Preserving Organizational Intelligence. Over the medium and long term, insurers should not use generative AI as a substitute for organizational IQ. The right GenAI architecture should instead ensure the constant development of employees’ professional skills. GenAI should accelerate claim handlers’ acquisition and absorption of experience, not impede it or replace it.
Enhancing Human-Machine Interaction. Large-scale adoption of AI solutions, including GenAI, always requires an integration of talent and technology. Companies should introduce the technology as a means to an end; they should carefully explain GenAI’s role to employees and provide them with adequate support and incentives for its use. The key levers of change management—such as solution codesign, cascaded training, and the systematic tracking of adoption progress—play an important part in this.

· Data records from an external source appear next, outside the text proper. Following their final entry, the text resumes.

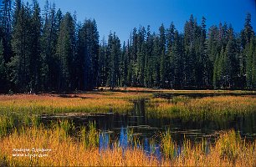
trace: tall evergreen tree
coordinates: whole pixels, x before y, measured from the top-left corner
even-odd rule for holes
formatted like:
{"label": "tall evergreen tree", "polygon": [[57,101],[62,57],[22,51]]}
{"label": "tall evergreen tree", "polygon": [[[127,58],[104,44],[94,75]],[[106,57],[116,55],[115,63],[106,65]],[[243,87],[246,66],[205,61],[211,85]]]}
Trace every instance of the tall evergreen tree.
{"label": "tall evergreen tree", "polygon": [[4,48],[4,59],[9,62],[12,57],[11,36],[12,36],[12,0],[3,0],[1,4],[1,29]]}
{"label": "tall evergreen tree", "polygon": [[67,13],[60,23],[58,43],[56,48],[56,59],[58,61],[57,89],[65,91],[71,89],[71,72],[74,62],[74,19]]}
{"label": "tall evergreen tree", "polygon": [[78,59],[82,78],[81,89],[92,89],[99,84],[99,33],[95,20],[85,20],[78,34]]}

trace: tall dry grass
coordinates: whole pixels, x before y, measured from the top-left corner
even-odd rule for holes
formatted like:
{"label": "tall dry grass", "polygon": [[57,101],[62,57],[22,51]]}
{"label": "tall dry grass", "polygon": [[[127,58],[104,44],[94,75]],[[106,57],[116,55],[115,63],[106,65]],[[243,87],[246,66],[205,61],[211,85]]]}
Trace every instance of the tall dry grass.
{"label": "tall dry grass", "polygon": [[214,96],[204,98],[156,98],[147,104],[146,111],[154,117],[180,117],[190,119],[217,119],[233,114],[256,111],[254,96]]}
{"label": "tall dry grass", "polygon": [[[192,145],[189,140],[185,140],[179,154],[172,154],[178,147],[175,141],[172,140],[170,132],[166,132],[161,140],[161,149],[166,151],[163,151],[161,159],[157,159],[153,154],[146,154],[142,147],[123,149],[115,146],[105,150],[100,150],[97,145],[84,147],[83,141],[66,135],[65,126],[59,124],[59,127],[50,129],[43,126],[31,127],[23,130],[14,130],[12,134],[1,138],[0,164],[3,166],[255,166],[256,164],[256,140],[251,143],[245,142],[233,130],[222,133],[215,144],[208,145],[208,152],[205,151],[204,142]],[[30,154],[37,154],[31,158],[13,155],[17,153],[13,149],[31,149],[32,148],[49,149],[50,151],[38,153],[30,150],[28,152]],[[40,154],[44,154],[44,157],[38,157]]]}

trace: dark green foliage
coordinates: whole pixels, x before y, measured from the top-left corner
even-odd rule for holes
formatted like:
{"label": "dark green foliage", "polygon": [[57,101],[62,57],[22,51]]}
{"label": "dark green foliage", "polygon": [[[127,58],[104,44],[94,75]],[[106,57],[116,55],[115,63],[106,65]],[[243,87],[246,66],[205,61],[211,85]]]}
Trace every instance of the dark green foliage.
{"label": "dark green foliage", "polygon": [[[99,33],[95,20],[85,20],[79,29],[77,49],[75,66],[78,68],[78,89],[82,90],[92,89],[98,86],[100,81]],[[104,52],[104,50],[101,51]],[[104,54],[104,53],[101,53]]]}
{"label": "dark green foliage", "polygon": [[[12,14],[13,13],[13,14]],[[134,28],[127,42],[110,33],[100,45],[96,22],[77,23],[46,1],[1,1],[0,92],[90,90],[99,86],[256,89],[256,39],[251,15],[235,33],[226,23],[206,29],[191,15],[179,33]]]}

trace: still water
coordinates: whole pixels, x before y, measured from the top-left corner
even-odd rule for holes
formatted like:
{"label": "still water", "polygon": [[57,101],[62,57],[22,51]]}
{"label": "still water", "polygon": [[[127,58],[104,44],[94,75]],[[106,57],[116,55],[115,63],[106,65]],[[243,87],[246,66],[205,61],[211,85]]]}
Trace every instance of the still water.
{"label": "still water", "polygon": [[153,152],[157,156],[161,156],[161,136],[168,129],[178,147],[182,147],[185,138],[192,143],[201,142],[202,139],[207,143],[213,143],[220,131],[228,129],[234,129],[243,138],[256,139],[255,113],[231,115],[228,119],[214,121],[160,119],[147,115],[146,103],[146,100],[134,102],[134,109],[126,114],[63,114],[42,115],[41,119],[43,122],[69,119],[77,127],[95,122],[100,132],[100,149],[111,148],[114,143],[117,143],[122,148],[143,147],[146,153]]}

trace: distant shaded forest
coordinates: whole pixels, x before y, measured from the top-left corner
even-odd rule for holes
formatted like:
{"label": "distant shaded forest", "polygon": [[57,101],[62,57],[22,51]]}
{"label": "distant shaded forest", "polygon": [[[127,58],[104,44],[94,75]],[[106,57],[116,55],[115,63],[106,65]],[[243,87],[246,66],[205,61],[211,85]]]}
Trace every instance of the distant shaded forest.
{"label": "distant shaded forest", "polygon": [[[171,19],[171,18],[170,18]],[[121,43],[115,33],[100,41],[94,19],[78,22],[37,0],[2,0],[0,92],[90,90],[99,86],[176,89],[255,89],[256,38],[251,15],[206,29],[191,15],[178,32],[173,23],[135,28]]]}

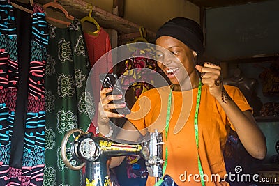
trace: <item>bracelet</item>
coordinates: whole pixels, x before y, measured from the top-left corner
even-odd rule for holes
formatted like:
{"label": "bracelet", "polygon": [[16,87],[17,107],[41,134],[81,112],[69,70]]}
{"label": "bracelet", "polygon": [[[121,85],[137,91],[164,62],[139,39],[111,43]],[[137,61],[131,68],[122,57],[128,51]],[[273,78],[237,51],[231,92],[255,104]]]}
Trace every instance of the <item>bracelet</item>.
{"label": "bracelet", "polygon": [[104,137],[109,138],[112,136],[112,134],[113,134],[113,130],[112,126],[110,125],[110,132],[107,134],[104,135]]}

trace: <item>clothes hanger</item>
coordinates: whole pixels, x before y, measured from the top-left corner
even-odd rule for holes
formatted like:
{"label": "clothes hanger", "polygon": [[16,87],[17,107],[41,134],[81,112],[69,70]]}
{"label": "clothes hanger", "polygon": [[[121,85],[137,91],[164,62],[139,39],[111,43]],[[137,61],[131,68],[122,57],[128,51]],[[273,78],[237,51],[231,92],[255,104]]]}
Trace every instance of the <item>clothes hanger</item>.
{"label": "clothes hanger", "polygon": [[[14,2],[10,2],[10,4],[13,6],[13,7],[15,7],[15,8],[18,8],[18,9],[20,9],[20,10],[23,10],[23,11],[24,11],[24,12],[26,12],[26,13],[29,13],[29,14],[31,14],[31,15],[33,15],[33,10],[29,10],[29,9],[28,9],[28,8],[25,8],[25,7],[23,7],[23,6],[20,6],[20,5],[19,5],[19,4],[17,4],[17,3],[14,3]],[[30,4],[32,6],[33,6],[33,0],[30,0]]]}
{"label": "clothes hanger", "polygon": [[146,30],[144,27],[140,26],[140,37],[135,38],[132,42],[149,42],[146,38]]}
{"label": "clothes hanger", "polygon": [[[52,7],[52,8],[55,8],[56,9],[59,9],[64,13],[65,17],[66,18],[68,18],[72,21],[75,19],[74,17],[73,17],[72,15],[70,15],[68,13],[67,10],[61,4],[57,3],[56,0],[54,0],[54,1],[53,1],[53,2],[49,2],[47,3],[45,3],[43,6],[43,9],[45,10],[45,11],[46,8],[48,8],[48,7]],[[71,22],[66,22],[66,21],[58,20],[54,17],[47,16],[46,11],[45,11],[45,19],[55,22],[66,24],[66,25],[67,25],[67,26],[69,26],[69,25],[71,24]]]}
{"label": "clothes hanger", "polygon": [[84,17],[83,17],[80,20],[80,23],[82,25],[86,21],[93,23],[96,25],[96,26],[97,27],[96,31],[90,31],[88,30],[84,30],[84,31],[86,33],[89,33],[93,36],[98,36],[98,34],[100,31],[100,26],[99,24],[96,22],[96,20],[95,20],[95,19],[91,17],[91,14],[93,12],[93,5],[89,4],[89,5],[87,5],[87,8],[90,8],[89,13],[87,16],[85,16]]}

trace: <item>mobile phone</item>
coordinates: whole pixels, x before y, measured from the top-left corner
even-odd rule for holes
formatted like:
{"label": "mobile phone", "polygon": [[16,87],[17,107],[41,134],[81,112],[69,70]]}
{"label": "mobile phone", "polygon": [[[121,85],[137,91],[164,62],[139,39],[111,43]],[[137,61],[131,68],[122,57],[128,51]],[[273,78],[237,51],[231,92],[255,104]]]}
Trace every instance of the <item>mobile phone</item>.
{"label": "mobile phone", "polygon": [[125,107],[117,108],[114,109],[114,112],[117,112],[120,114],[126,115],[130,113],[129,108],[127,107],[125,100],[125,94],[123,93],[123,88],[121,84],[118,81],[117,76],[115,74],[100,74],[100,81],[102,83],[102,88],[112,88],[112,91],[107,93],[108,95],[122,95],[122,98],[113,101],[115,104],[125,104]]}

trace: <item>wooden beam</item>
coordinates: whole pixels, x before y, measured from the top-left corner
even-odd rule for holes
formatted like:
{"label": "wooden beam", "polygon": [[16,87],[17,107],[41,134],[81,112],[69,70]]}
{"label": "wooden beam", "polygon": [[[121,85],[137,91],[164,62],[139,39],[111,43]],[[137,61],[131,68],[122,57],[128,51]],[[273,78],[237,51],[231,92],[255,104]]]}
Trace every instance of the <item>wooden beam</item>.
{"label": "wooden beam", "polygon": [[[39,4],[44,4],[50,2],[45,0],[35,0],[35,2]],[[71,15],[81,19],[88,15],[90,9],[88,7],[89,3],[82,0],[59,0],[58,1],[65,9]],[[92,17],[98,22],[98,23],[103,28],[114,29],[119,31],[120,34],[134,33],[139,31],[140,26],[127,20],[115,15],[111,13],[105,11],[104,10],[93,6]],[[147,30],[147,36],[151,38],[155,38],[155,33]]]}
{"label": "wooden beam", "polygon": [[125,0],[113,0],[113,8],[118,9],[118,16],[123,17],[124,16]]}

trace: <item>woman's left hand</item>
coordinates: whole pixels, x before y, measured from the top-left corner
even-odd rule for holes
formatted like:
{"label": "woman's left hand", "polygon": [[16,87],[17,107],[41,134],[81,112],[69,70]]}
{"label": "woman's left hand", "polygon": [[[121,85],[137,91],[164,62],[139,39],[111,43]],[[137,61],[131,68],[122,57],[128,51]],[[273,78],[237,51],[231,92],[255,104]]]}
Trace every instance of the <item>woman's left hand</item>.
{"label": "woman's left hand", "polygon": [[196,69],[201,72],[202,82],[209,86],[210,93],[216,99],[221,98],[223,91],[221,68],[214,63],[205,62],[204,66],[197,65]]}

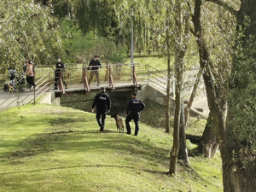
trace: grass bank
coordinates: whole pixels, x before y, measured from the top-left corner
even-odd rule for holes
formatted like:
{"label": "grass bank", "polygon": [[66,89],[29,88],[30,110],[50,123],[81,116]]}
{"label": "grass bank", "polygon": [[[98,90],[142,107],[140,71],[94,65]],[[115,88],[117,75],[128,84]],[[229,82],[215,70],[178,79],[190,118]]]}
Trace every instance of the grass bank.
{"label": "grass bank", "polygon": [[95,114],[48,105],[10,108],[0,121],[0,191],[223,190],[218,154],[166,174],[172,136],[162,129],[142,123],[129,136],[108,116],[99,132]]}

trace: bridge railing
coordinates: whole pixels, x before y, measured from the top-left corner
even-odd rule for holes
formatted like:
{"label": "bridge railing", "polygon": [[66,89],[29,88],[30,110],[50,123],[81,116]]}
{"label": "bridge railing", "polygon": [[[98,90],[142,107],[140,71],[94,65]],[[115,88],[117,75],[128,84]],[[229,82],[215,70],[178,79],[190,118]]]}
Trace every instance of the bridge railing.
{"label": "bridge railing", "polygon": [[[90,70],[89,67],[66,67],[61,73],[63,74],[63,81],[67,84],[68,88],[74,87],[84,87],[87,90],[90,90],[91,86],[97,86],[97,79],[96,75],[90,79],[90,73],[95,70]],[[102,67],[98,69],[99,72],[99,86],[106,84],[114,89],[116,84],[133,84],[138,85],[141,83],[147,83],[148,81],[148,67],[140,64],[122,64],[115,63],[109,65],[102,65]],[[45,75],[47,70],[43,68],[37,69],[37,79],[40,76]],[[52,69],[48,71],[49,84],[50,88],[54,87],[55,84],[55,73]],[[59,75],[61,77],[61,74]],[[61,79],[62,81],[62,79]],[[89,82],[90,82],[89,85]],[[64,82],[62,82],[63,84]],[[60,82],[58,82],[60,84]],[[63,92],[65,86],[61,84],[61,89]]]}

On the technology side, success starts with data quality. GenAI is not immune to the old adage of “garbage in, garbage out.” In our experience, the other critical success factors are the proper selection of the most appropriate large language model (considering performance, operating costs, and maturity with respect to the local language), a robust and secure IT architecture for data management, and the internal ability to integrate GenAI with AI models the company is already using.